Intervention de Cécile Barrere-Tricca

Réunion du jeudi 6 juillet 2023 à 9h30
Office parlementaire d'évaluation des choix scientifiques et technologiques

Cécile Barrere-Tricca, directrice à l'IFPEN :

. – Je vous remercie pour votre invitation. Je suis ravie d'apporter aujourd'hui l'éclairage de l'IFPEN sur le captage et le stockage du CO2. Nous sommes impliqués dans la recherche et l'innovation dans ces domaines depuis plus de vingt ans.

Ce sujet revient au cœur des débats avec la prise de conscience de l'urgence climatique. En France, ces dernières semaines ont été marquées par la présentation, lors du Conseil national de l'industrie du 23 juin dernier, de la stratégie de Capture, stockage et utilisation du carbone (CCUS) qui compile les retours des 50 industriels les plus émetteurs de CO2 sur le territoire avec un plan de décarbonation. Cette compilation a permis l'élaboration d'une feuille de route par le gouvernement.

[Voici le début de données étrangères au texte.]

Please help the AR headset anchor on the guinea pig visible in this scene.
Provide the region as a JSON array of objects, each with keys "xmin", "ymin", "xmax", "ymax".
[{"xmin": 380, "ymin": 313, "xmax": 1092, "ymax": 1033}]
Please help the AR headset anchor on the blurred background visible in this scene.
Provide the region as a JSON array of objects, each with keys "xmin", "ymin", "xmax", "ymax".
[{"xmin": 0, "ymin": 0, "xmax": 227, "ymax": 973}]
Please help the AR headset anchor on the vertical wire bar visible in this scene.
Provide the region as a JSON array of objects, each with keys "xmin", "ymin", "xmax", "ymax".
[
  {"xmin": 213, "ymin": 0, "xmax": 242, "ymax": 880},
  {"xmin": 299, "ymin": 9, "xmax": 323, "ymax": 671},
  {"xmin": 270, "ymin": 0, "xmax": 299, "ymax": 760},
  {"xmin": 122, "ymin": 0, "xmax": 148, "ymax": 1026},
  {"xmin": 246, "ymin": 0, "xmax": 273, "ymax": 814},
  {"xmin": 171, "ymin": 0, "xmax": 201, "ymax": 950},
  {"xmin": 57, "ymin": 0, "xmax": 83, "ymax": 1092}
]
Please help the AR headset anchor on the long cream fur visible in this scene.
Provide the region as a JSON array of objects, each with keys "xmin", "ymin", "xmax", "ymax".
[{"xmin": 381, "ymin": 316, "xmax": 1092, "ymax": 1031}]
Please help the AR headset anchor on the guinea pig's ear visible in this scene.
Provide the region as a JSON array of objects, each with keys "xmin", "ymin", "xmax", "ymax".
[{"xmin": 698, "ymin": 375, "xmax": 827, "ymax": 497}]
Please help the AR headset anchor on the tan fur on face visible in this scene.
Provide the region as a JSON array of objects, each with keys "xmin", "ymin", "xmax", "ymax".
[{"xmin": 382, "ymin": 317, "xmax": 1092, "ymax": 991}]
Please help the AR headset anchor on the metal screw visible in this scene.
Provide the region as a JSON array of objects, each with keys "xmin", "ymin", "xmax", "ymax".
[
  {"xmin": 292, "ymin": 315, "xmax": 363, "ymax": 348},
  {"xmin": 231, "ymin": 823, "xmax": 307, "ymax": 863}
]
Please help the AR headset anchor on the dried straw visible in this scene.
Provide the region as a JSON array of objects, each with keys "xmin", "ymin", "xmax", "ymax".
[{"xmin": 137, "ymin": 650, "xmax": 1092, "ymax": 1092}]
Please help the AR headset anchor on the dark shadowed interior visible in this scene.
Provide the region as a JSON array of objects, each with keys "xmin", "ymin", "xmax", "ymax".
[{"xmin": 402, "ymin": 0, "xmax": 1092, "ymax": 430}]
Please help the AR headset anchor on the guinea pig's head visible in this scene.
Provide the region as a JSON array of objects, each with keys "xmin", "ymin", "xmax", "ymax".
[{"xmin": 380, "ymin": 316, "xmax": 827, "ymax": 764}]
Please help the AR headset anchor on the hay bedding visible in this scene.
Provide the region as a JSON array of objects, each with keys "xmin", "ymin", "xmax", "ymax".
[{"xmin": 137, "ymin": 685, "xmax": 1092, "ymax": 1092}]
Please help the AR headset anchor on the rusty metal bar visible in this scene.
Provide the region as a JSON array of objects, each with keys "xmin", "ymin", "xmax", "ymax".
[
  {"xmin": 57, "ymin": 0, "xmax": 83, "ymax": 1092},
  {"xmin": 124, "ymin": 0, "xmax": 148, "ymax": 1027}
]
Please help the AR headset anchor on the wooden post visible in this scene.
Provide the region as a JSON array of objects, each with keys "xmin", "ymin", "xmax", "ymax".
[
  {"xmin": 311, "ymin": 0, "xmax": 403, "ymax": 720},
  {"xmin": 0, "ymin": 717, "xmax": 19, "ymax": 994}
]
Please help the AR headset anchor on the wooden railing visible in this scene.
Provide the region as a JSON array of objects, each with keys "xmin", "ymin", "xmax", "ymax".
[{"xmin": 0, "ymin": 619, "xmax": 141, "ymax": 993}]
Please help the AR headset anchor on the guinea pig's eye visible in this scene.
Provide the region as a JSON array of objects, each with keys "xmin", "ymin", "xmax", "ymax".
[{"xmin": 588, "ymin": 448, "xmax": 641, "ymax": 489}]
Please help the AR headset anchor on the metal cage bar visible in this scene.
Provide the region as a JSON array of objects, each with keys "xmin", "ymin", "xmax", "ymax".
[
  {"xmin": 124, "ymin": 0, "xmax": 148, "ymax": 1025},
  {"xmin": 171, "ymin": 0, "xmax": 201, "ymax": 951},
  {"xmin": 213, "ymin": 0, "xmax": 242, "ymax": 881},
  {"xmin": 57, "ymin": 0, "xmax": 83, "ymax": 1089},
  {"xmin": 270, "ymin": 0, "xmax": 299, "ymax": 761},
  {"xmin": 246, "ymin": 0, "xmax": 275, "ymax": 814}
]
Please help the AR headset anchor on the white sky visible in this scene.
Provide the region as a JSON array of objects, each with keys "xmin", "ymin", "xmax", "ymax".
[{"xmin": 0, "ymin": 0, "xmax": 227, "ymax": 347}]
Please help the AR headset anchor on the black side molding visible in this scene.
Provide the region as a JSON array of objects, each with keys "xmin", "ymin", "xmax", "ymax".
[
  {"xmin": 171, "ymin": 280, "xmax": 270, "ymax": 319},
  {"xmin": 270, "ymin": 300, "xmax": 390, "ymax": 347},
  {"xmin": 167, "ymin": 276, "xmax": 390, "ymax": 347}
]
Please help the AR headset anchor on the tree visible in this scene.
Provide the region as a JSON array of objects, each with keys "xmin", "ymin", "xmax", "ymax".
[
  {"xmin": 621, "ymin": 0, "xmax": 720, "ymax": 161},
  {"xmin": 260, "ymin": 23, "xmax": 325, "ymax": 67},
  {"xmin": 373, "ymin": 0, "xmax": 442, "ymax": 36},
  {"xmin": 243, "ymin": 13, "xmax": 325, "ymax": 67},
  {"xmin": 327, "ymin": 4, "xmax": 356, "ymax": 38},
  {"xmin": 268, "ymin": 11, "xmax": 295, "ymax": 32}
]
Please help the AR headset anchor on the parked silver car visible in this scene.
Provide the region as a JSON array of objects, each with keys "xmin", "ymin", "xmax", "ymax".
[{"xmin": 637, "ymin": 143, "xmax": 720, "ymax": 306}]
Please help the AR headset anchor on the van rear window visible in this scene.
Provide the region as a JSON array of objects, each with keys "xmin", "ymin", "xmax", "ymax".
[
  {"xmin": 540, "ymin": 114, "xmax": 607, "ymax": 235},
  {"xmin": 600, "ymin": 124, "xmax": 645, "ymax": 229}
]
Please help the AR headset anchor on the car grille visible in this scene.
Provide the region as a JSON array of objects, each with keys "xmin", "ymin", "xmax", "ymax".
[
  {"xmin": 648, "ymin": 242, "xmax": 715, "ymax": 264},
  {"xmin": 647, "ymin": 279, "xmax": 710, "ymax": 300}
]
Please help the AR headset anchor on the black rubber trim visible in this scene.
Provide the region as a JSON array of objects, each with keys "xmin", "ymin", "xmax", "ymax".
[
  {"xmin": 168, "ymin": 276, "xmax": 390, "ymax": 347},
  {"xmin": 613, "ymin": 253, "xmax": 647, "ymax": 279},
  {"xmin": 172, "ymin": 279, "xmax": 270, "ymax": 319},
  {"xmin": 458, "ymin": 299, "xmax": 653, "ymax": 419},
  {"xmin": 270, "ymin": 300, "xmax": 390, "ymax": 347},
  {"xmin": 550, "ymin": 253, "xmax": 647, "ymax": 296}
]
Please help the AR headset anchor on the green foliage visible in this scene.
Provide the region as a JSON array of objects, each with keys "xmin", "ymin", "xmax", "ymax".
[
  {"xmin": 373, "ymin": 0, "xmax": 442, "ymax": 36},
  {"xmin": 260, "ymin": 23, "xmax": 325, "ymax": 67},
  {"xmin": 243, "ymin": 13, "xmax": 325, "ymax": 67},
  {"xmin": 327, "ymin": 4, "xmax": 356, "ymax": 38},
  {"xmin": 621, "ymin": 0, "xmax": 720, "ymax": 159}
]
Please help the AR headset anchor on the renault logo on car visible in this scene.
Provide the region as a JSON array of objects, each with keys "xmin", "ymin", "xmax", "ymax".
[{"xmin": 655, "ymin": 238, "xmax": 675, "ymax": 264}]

Le CCUS est déjà une réalité. Les solutions technologiques existent et sont déployées. Trente unités industrielles de grande taille dans le monde permettent de capter du CO2, stocké ou utilisé. Ce sont 40 millions de tonnes de CO2 concernées. En Norvège, en mer du Nord, un million de tonnes est déjà injecté chaque année dans des aquifères salins profonds, et ce depuis vingt-cinq ans. Mais ceci n'est bien sûr pas suffisant. Les scénarios montrent que les besoins de captage seront de 8 milliards de tonnes à l'horizon 2050, ce qui est considérable.

Le captage de CO2 ne représente qu'une partie de la décarbonation. Selon les scénarios, 15 % de l'effort de réduction des émissions de CO2 devraient venir du captage, du stockage et de la réutilisation. Ce captage doit donc intervenir une fois tous les autres efforts mis en place en amont (sobriété, efficacité énergétique, passage aux énergies renouvelables, électrification des procédés, etc.).

De ce fait, toute une industrie doit se mettre en place, avec le développement, au niveau mondial, d'une dizaine de sites de stockage par an, d'une centaine de sites de captage, de milliers de kilomètres de canalisations pour transporter le CO2. Le captage et le stockage du CO2 coûtent donc cher actuellement et les efforts doivent viser à réduire au maximum les coûts et les consommations d'énergie.

D'autres enjeux existent, dont l'acceptabilité sociétale. Le captage-stockage de CO2 est peu évident à appréhender, car il peut faire peur alors que nous faisons déjà en France du stockage de méthane sans rencontrer de problème. Je rappelle que le CO2 n'est un produit ni explosif, ni inflammable et qu'il ne présente pas de risques hors milieu confiné.

Il existe différentes technologies de captage du CO2 : la précombustion, l'oxycombustion pour produire de la chaleur et récupérer le CO2, et la postcombustion.

Dans la stratégie nationale sont prévus le captage et le stockage de 4 à 8 millions de tonnes de CO2 par an à l'horizon 2030, et 15 à 20 millions de tonnes à l'horizon 2050. Cette ambition représente un investissement de 50 milliards d'euros (tout compris, donc avec la décarbonation de l'industrie), uniquement pour le CO2 incompressible, donc après que tous les autres efforts pour le réduire ont été mis en œuvre.

Sur la recherche et l'innovation, je veux insister sur les technologies avancées en cours de démonstration, chez ArcelorMittal à Dunkerque, par exemple, qui fonctionnent extrêmement bien. D'autres procédés français sont également en cours d'essai en Chine. La recherche et l'innovation se poursuivent donc. Le PEPR Spleen a été inauguré le 30 juin à Lyon. Ce projet de programme prioritaire tend à soutenir l'innovation et à développer de nouveaux procédés industriels largement décarbonés. Les travaux permettront de réduire les coûts et la pénalité énergétique tout en travaillant sur des procédés plus compacts, plus efficaces ; on pourra ainsi élargir ainsi le panel de captage de CO2. J'ajoute que le captage direct dans l'air sera un procédé indispensable à terme, même s'il apparaît encore surréaliste aujourd'hui. Je n'oublie pas non plus la biomasse énergie et les émissions négatives de CO2 pour compenser le CO2 inévitable.

Pour conclure, le captage et le stockage du CO2 existent déjà mais restent à développer avec l'appui de la puissance publique et avec un travail sur l'acceptabilité sociétale.